Of the included studies, 84.2% (187/222) were published within the past decade (in or after 2011), indicating the increasing use of wearable technologies for physical behavior measurement (Table 1); 93.2% (207/222) were conducted in wealthier high-income countries in North America, Europe, or Australia and Oceania. The number of participants ranged between 1 and 3752, although most studies (113/222, 50.9%) recruited between 20 and 50 participants. The mean age of the participant samples ranged between young (18.0, SD 0.6 years) and older adults (86.4, SD 6.0 years). In most studies, the mean age of the sample was between 18 and 64 years, and the proportion of female participants ranged from 26% to 74% (144/222, 64.8%). Healthy participants were recruited in 79.7% (177/222) of all studies, whereas 20.7% (46/222) of all studies included participants with different physical and mental health restrictions such as cardiometabolic diseases or chronic heart failure in 2.7% (6/222), chronic obstructive pulmonary disease in 2.7% (6/222), stroke in 2.3% (5/222), insomnia in 2.3% (5/222), or intellectual and visual disabilities in 0.9% (2/222). Information about the participants’ ethnicity was reported in 14.9% (33/222) of all studies. The conceptualization of study protocols regarding measurement duration varied between approximately 30 minutes and up to several weeks. The study duration of ≤1 day was predominantly for studies that focused on posture or activity-type outcomes (ie, in 18/36, 50% of the included studies). Most studies (205/222, 92.3%) conducted statistical analyses at the person or study level (eg, correlations, 2-tailed t tests, and repeated-measures ANOVA). Some studies (21/222, 9.5%) conducted both person or study-level analyses and epoch-by-epoch comparisons (eg, sensitivity and specificity). Approximately 10.4% (23/222) of studies reported that the manufacturer was involved in the study funding or provided devices for validation purposes. No funding information was reported by 16.2% (36/222) of the studies, whereas the remaining studies (164/222, 73.9%) indicated that funding was independent of manufacturer companies. Detailed data extraction is reported as a supplement (Multimedia Appendix 1, Table S4 [5-226]).

Table 1

Summary of data extraction: participant and study characteristics (N=237).

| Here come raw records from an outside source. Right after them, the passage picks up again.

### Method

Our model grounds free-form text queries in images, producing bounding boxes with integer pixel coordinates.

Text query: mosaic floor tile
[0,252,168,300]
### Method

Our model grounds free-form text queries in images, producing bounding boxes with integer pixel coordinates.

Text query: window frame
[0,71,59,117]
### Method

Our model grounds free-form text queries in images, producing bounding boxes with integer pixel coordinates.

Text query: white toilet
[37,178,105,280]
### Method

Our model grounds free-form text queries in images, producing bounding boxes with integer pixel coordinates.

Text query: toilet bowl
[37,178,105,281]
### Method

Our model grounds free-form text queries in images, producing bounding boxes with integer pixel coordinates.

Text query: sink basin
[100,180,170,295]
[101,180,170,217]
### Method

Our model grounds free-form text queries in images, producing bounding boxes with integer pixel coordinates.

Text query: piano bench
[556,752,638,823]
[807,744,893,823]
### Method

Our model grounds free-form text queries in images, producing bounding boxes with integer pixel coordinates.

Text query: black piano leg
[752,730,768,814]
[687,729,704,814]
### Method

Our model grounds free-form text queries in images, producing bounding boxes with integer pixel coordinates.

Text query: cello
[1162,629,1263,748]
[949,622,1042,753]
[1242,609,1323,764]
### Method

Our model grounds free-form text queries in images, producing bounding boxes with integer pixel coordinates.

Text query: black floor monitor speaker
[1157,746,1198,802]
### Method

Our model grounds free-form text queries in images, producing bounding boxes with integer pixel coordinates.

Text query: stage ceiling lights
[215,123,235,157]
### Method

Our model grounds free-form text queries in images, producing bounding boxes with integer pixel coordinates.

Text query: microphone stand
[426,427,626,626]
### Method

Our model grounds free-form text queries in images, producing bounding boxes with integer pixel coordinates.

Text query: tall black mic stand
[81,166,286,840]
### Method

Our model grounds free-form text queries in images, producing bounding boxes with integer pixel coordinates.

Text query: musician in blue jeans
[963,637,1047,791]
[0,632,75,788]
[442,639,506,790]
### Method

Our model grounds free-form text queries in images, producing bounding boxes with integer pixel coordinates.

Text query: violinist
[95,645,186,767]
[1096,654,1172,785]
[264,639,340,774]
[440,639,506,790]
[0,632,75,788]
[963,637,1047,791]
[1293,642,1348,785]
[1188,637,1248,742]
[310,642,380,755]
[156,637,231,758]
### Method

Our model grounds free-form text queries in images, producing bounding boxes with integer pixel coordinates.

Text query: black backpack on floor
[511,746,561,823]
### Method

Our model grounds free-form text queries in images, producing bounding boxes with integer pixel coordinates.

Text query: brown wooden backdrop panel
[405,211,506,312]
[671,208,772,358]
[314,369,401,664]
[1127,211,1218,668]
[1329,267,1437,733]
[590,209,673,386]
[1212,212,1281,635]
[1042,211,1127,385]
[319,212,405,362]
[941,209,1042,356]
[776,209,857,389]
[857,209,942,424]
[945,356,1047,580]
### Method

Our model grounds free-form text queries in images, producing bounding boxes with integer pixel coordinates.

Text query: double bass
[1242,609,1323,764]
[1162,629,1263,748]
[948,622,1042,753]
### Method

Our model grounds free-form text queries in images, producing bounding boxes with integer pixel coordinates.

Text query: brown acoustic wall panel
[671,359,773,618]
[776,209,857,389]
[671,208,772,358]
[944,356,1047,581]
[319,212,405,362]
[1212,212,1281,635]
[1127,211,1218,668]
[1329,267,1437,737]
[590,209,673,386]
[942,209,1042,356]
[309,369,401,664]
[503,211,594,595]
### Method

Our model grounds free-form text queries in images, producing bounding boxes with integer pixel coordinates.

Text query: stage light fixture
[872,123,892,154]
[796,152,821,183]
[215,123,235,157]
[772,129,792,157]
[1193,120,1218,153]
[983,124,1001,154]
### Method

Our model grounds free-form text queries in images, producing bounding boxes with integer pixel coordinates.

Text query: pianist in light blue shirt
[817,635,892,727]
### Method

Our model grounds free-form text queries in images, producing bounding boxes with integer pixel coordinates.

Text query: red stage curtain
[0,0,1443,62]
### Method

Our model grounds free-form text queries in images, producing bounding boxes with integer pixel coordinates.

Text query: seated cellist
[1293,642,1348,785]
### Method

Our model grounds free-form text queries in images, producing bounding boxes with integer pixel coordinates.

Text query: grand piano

Category			Total, n (%)		Biological state (n=47), n (%)		Posture or activity type (n=37), n (%)		Intensity (n=153), n (%)
Publication year
	Before or in 1999	7 (3)		1 (2.1)		3 (8.1)		3 (2)
	2000-2010	28 (11.8)		4 (8.5)		3 (8.1)		21 (13.7)
	After or in 2011	187 (78.9)		42 (89.4)		31 (83.8)		129 (84.3)
Study location^a
	Africa	1 (0.4)		—^b		—		1 (0.7)
	Asia	17 (7.2)		5 (10.6)		2 (5.4)		10 (6.5)
	Europe	95 (40.1)		14 (29.8)		21 (57)		69 (45.1)
	North America	92 (38.8)		21 (44.7)		10 (27)		65 (42.5)
	Australia or Oceania	16 (6.8)		7 (14.9)		4 (10.8)		7 (4.6)
Number of participants
	≤19	71 (30)		12 (25.5)		22 (59.5)		40 (26.1)
	20-50	113 (47.7)		23 (48.9)		13 (35.1)		86 (56.2)
	≥51	38 (16)		12 (25.5)		2 (5.4)		27 (17.6)
Age (years; mean age)^c
	18-64	174 (73.4)		36 (76.6)		28 (75.7)		122 (79.7)
	≥65	44 (18.6)		10 (21.3)		7 (18.9)		31 (20.3)
Sex (female; %)^d
	0-25	33 (13.9)		6 (12.8)		6 (16.2)		22 (14.4)
	26-74	144 (60.8)		36 (76.6)		22 (59.5)		99 (64.7)
	75-100	35 (14.8)		5 (10.6)		8 (21.6)		23 (15)
Measurement duration (days)^e
	≤1	69 (29.1)		17 (36.2)		19 (51.4)		39 (25.5)
	2-6	50 (21.1)		15 (31.9)		7 (18.9)		33 (21.6)
	≥7	101 (42.6)		15 (31.9)		9 (24.3)		80 (52.3)
Criterion measure
	Doubly labeled water	42 (17.7)		—		—		42 (27.5)
	Heart telemetry	—		—		—		—
	Indirect calorimetry	4 (1.7)		—		—		4 (2.6)
	Observation (direct)	7 (3)		—		4 (10.8)		3 (2)
	Observation (images)	2 (0.8)		—		2 (5.4)		—
	Observation (video)	14 (5.9)		—		11 (29.7)		5 (3.3)
	Polysomnography	24 (10.1)		24 (51.1)		—		—
	Questionnaire or diary	16 (6.8)		6 (12.8)		4 (10.8)		6 (3.9)
	Wearable	113 (47.7)		14 (29.8)		16 (43.2)		94 (61.4)
	EEG^f or Zmachine	4 (1.7)		3 (6.4)		—		—
Statistical analyses
	Epoch-by-epoch	33 (13.9)		13 (27.7)		15 (40.5)		8 (5.2)
	Person or study level	208 (87.8)		44 (93.6)		28 (75.7)		150 (98)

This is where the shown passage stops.